Tesamorelin vs Other GH Peptides
Understanding where tesamorelin sits relative to the other GHRH peptides clarifies when it's the right choice.
| Peptide | Mechanism | GH Output | Visceral Fat Data | FDA Status |
|---|---|---|---|---|
| Tesamorelin | GHRH analog | Moderate-high | Phase III trials (15–18% VAT reduction) | Approved (Egrifta) |
| Sermorelin | GHRH analog (1–29 fragment) | Moderate | Limited data | Previously approved, discontinued |
| CJC-1295 | GHRH analog (long-acting) | High (sustained) | No clinical trials | Not approved |
| Ipamorelin | GHRP (ghrelin mimetic) | Moderate, selective | No specific data | Not approved |
| GHRP-2 / GHRP-6 | GHRP (ghrelin mimetic) | High (hunger side effect) | No clinical trials | Not approved |
Tesamorelin's advantage is clinical validation — the only GHRH peptide with Phase III data on visceral fat. Sermorelin is a shorter fragment of GHRH (amino acids 1–29 vs tesamorelin's full 44-aa analog) with lower potency and shorter receptor residence time. CJC-1295 with DAC produces a sustained GH "bleed" rather than pulses, which can suppress natural GH rhythms over time. For preserving pulsatility while still getting meaningful GH elevation, tesamorelin is the most defensible option in the GHRH class.
Stacking Tesamorelin
GHRH peptides (like tesamorelin) and GHRPs (like ipamorelin) work on different receptor systems and are synergistic. GHRH stimulates the pituitary directly; GHRPs suppress somatostatin (the GH-inhibiting signal) while also stimulating ghrelin receptors. Combined, they produce a GH pulse roughly 3–5x larger than either alone.

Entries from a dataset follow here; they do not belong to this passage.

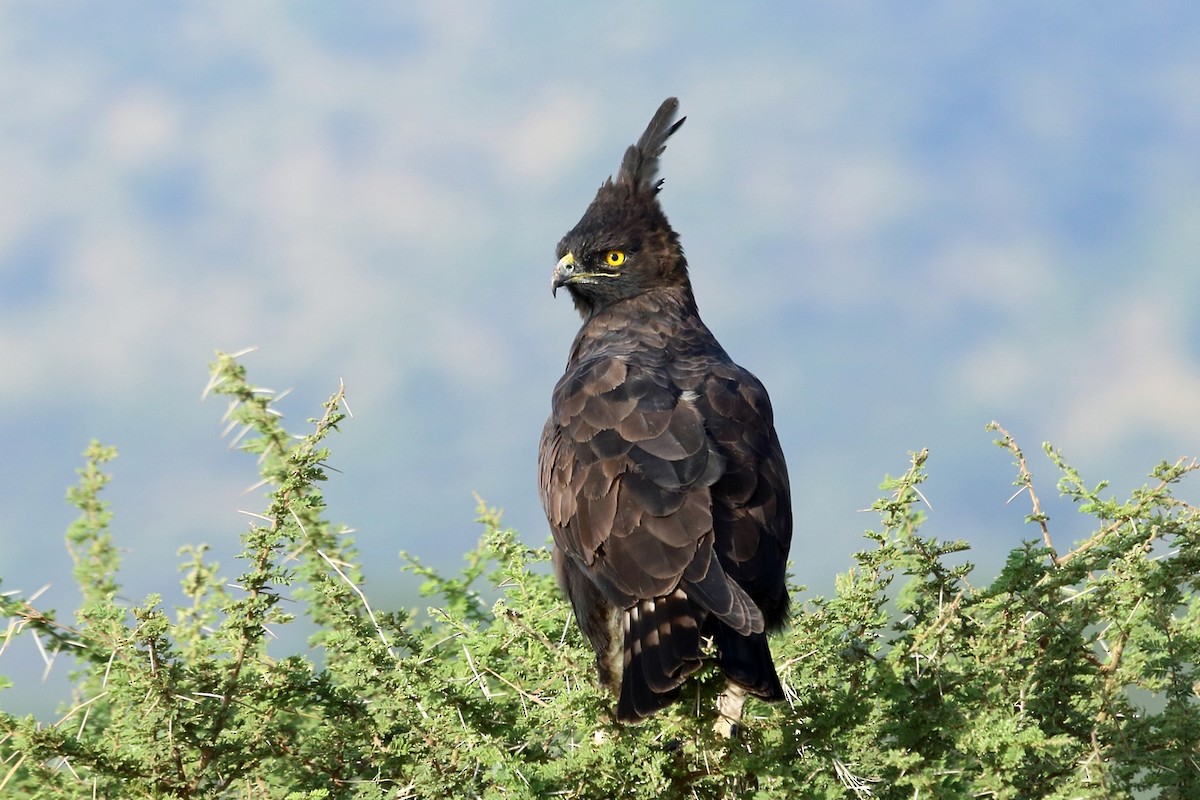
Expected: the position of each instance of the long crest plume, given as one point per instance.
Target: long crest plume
(640, 166)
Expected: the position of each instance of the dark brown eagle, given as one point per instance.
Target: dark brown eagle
(660, 470)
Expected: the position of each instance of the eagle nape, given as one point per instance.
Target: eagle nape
(660, 471)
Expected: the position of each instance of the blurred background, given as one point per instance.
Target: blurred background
(907, 221)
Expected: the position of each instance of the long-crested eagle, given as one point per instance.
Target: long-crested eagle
(660, 471)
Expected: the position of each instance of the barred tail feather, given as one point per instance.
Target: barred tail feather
(663, 648)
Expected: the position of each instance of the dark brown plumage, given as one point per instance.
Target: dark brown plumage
(660, 470)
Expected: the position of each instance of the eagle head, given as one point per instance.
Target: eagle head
(623, 245)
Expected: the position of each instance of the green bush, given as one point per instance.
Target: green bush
(1073, 674)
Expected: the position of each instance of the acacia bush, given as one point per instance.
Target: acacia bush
(1073, 674)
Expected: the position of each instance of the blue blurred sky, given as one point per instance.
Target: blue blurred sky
(907, 220)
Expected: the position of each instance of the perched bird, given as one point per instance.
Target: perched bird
(660, 470)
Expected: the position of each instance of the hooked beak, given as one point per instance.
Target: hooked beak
(563, 274)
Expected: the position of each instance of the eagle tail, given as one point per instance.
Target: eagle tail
(745, 660)
(640, 166)
(663, 648)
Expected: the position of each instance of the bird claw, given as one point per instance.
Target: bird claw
(729, 710)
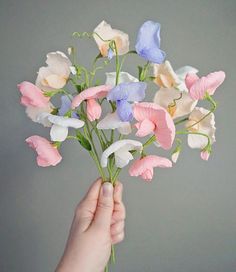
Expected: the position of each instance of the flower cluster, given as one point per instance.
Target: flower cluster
(112, 110)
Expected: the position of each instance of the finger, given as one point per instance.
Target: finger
(103, 214)
(86, 209)
(118, 238)
(117, 228)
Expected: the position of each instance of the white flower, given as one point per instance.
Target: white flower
(121, 152)
(106, 32)
(123, 77)
(112, 121)
(206, 126)
(60, 125)
(56, 74)
(183, 104)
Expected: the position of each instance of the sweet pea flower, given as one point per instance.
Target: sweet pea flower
(106, 32)
(94, 110)
(60, 125)
(199, 87)
(47, 154)
(112, 121)
(34, 100)
(148, 42)
(66, 106)
(56, 74)
(121, 150)
(123, 77)
(123, 94)
(153, 118)
(144, 166)
(206, 126)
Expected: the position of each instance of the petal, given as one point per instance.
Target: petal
(121, 144)
(124, 110)
(130, 91)
(93, 92)
(58, 133)
(123, 77)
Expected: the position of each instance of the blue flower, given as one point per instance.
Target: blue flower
(66, 106)
(148, 42)
(124, 93)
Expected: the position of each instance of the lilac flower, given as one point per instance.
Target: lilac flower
(123, 94)
(66, 106)
(148, 42)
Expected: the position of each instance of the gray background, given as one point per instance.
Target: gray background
(185, 220)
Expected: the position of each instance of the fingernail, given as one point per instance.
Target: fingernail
(107, 189)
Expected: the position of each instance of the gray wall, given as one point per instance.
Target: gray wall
(184, 220)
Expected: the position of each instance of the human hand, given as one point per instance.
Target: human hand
(98, 223)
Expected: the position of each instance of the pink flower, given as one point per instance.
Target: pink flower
(47, 153)
(94, 110)
(32, 96)
(144, 167)
(205, 155)
(154, 119)
(198, 87)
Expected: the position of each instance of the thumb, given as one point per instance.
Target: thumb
(105, 205)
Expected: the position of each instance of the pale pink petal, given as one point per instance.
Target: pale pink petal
(47, 154)
(91, 93)
(164, 125)
(32, 95)
(144, 167)
(94, 110)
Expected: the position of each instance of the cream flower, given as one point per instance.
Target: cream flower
(60, 125)
(123, 77)
(106, 32)
(112, 121)
(206, 126)
(121, 150)
(175, 102)
(56, 74)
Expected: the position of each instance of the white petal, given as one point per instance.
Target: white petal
(65, 121)
(123, 77)
(122, 157)
(123, 145)
(184, 106)
(58, 133)
(112, 121)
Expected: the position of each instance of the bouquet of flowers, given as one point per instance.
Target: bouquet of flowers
(102, 116)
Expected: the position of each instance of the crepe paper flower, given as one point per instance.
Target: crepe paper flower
(144, 166)
(177, 103)
(166, 77)
(123, 94)
(121, 150)
(148, 42)
(66, 106)
(94, 110)
(198, 87)
(123, 77)
(56, 74)
(205, 155)
(206, 126)
(47, 154)
(153, 118)
(60, 125)
(112, 121)
(106, 32)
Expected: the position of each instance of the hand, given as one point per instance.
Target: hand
(98, 223)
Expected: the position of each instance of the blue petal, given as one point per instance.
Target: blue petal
(148, 42)
(124, 110)
(66, 106)
(130, 91)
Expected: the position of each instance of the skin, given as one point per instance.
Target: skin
(98, 223)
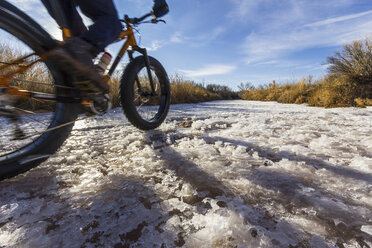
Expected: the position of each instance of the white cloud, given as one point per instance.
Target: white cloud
(278, 29)
(208, 70)
(338, 19)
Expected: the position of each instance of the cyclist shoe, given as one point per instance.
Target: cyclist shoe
(75, 57)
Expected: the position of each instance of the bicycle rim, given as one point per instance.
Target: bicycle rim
(149, 104)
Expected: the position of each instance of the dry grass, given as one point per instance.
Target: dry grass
(348, 83)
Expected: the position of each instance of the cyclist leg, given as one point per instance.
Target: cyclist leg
(106, 26)
(74, 21)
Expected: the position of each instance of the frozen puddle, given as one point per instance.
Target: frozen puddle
(218, 174)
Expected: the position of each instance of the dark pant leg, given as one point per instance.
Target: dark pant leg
(106, 26)
(73, 18)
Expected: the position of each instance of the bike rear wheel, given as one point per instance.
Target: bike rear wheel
(44, 124)
(145, 108)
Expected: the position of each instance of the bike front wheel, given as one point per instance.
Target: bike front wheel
(146, 106)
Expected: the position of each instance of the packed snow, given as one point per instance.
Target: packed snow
(216, 174)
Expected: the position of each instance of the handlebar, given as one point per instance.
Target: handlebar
(136, 20)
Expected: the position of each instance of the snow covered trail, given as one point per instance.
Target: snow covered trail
(217, 174)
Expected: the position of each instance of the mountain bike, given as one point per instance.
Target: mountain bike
(39, 102)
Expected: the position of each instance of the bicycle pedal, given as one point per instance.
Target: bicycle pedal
(97, 104)
(87, 86)
(18, 134)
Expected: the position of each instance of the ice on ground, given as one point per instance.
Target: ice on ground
(217, 174)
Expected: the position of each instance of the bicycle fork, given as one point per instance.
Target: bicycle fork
(143, 51)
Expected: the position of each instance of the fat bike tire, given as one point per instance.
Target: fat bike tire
(144, 109)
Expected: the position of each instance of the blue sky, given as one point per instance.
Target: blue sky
(232, 41)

Most Common Tesamorelin Stack
Tesamorelin 1mg + Ipamorelin 200–300mcg, injected together subcutaneously in the morning fasted. This is the most widely used GHRH/GHRP combination for body composition — tesamorelin drives the GHRH signal, ipamorelin amplifies it via somatostatin suppression without the hunger side effects of GHRP-2 or GHRP-6. For a deeper look at how they compare, see our sermorelin vs tesamorelin guide.
What to Expect Week by Week
Weeks 1–3: Injection site reactions most likely here. Some water retention as GH-mediated fluid shifts occur. Sleep quality often improves — one of the earliest reported changes. Scale weight may tick up 1–2 lbs from water; this normalizes.

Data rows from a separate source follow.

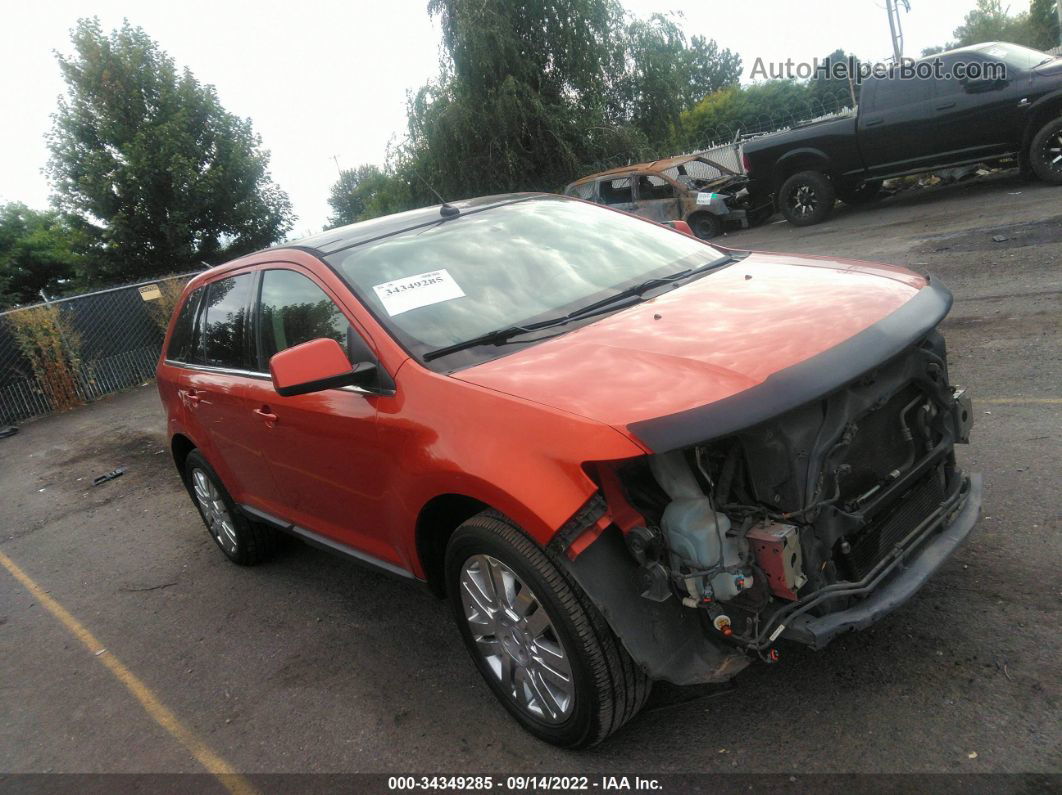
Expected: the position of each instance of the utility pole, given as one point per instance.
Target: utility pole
(895, 28)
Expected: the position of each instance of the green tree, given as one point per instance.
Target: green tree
(366, 192)
(991, 21)
(35, 254)
(532, 94)
(831, 93)
(153, 172)
(1044, 32)
(665, 75)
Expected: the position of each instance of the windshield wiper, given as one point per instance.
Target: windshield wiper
(623, 298)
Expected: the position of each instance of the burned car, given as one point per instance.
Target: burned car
(623, 454)
(692, 188)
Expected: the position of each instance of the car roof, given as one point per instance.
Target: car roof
(651, 166)
(344, 237)
(352, 235)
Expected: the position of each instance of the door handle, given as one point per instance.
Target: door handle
(266, 414)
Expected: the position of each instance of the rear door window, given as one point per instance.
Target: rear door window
(183, 338)
(617, 191)
(224, 327)
(293, 310)
(652, 187)
(890, 92)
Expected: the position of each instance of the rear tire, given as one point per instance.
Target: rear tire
(595, 686)
(244, 542)
(1045, 153)
(807, 199)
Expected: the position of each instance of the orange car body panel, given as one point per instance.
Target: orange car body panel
(514, 432)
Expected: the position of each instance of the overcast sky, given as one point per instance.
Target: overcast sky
(329, 79)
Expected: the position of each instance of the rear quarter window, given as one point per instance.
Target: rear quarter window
(584, 191)
(225, 328)
(181, 341)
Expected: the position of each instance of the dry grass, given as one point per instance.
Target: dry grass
(51, 346)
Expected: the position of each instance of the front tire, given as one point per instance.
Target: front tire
(705, 226)
(544, 650)
(244, 542)
(1045, 153)
(807, 199)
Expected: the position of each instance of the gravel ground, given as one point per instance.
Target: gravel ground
(309, 663)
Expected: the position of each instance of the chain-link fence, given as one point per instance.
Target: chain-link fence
(67, 351)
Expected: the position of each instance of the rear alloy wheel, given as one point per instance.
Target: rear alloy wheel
(243, 542)
(538, 642)
(1045, 154)
(705, 226)
(807, 197)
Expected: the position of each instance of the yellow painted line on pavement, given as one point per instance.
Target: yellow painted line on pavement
(222, 770)
(1020, 401)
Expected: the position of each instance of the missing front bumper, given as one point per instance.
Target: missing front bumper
(902, 583)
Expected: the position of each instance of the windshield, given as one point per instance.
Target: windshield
(1020, 57)
(508, 265)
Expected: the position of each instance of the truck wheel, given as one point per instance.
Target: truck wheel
(243, 541)
(806, 197)
(861, 193)
(1045, 154)
(543, 649)
(705, 225)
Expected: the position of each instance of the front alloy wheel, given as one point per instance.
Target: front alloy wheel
(215, 513)
(541, 645)
(1045, 154)
(516, 638)
(243, 541)
(807, 197)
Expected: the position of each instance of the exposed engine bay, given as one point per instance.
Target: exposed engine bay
(768, 529)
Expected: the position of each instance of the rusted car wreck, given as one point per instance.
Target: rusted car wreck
(691, 188)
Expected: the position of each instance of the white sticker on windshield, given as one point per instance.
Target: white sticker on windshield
(412, 292)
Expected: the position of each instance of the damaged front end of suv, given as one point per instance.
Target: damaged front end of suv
(810, 506)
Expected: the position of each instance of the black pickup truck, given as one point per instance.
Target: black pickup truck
(907, 125)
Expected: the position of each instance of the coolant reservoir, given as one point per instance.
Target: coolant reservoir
(695, 531)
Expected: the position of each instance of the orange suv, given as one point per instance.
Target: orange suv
(623, 454)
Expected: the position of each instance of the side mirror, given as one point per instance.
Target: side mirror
(681, 226)
(317, 365)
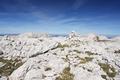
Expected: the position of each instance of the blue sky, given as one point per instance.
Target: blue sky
(60, 16)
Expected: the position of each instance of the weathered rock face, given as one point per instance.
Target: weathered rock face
(73, 58)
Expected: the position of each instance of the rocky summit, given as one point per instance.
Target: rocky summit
(38, 56)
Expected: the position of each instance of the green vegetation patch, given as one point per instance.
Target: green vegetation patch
(62, 45)
(85, 60)
(117, 51)
(104, 77)
(77, 51)
(9, 67)
(66, 75)
(90, 53)
(110, 71)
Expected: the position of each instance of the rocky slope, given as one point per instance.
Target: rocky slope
(33, 56)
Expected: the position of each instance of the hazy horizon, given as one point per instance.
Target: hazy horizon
(60, 16)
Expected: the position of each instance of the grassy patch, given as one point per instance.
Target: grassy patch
(117, 51)
(90, 53)
(110, 71)
(104, 77)
(9, 67)
(48, 68)
(77, 51)
(62, 45)
(85, 60)
(66, 75)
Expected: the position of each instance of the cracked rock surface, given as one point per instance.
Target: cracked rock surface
(35, 56)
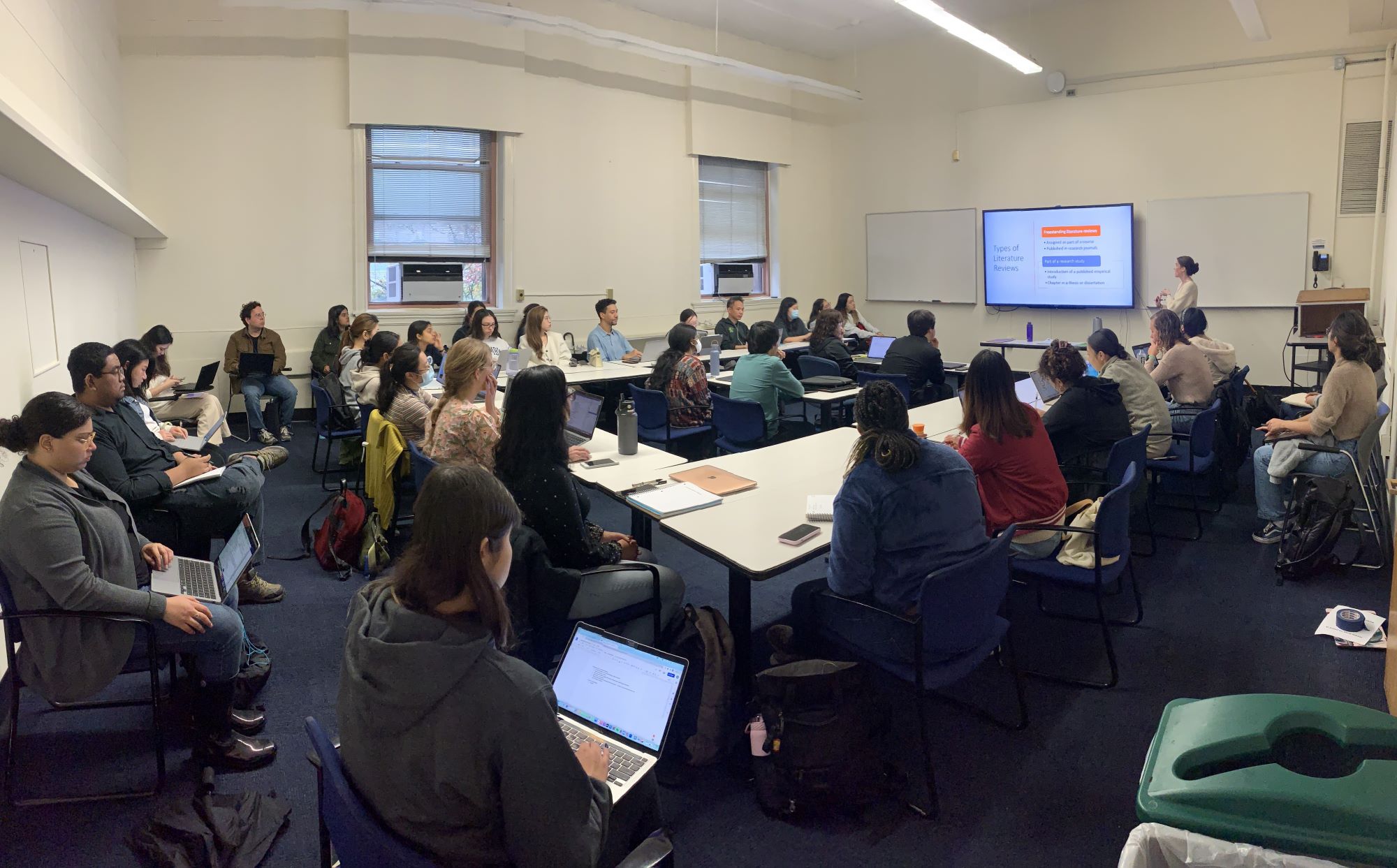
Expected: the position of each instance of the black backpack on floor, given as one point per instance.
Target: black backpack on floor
(821, 739)
(1321, 508)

Weeks 4–8: Water retention typically resolves. Body composition changes start to become measurable — not dramatic yet, but waist measurements often start moving before the scale does. Recovery between training sessions begins to feel noticeably better.
Weeks 8–16: The window where most users report the clearest fat loss effect, particularly around the midsection. Visceral fat reduction is not visible in the mirror early — it's deep fat. But waist circumference, inflammation markers, and how you feel after eating all reflect the change.
Weeks 16–26: Results accumulate. The 26-week mark matches the primary endpoint of the LIPO trials — this is when 15–18% VAT reduction was measured. Users who stack with ipamorelin typically report faster and more visible results in this window than tesamorelin alone.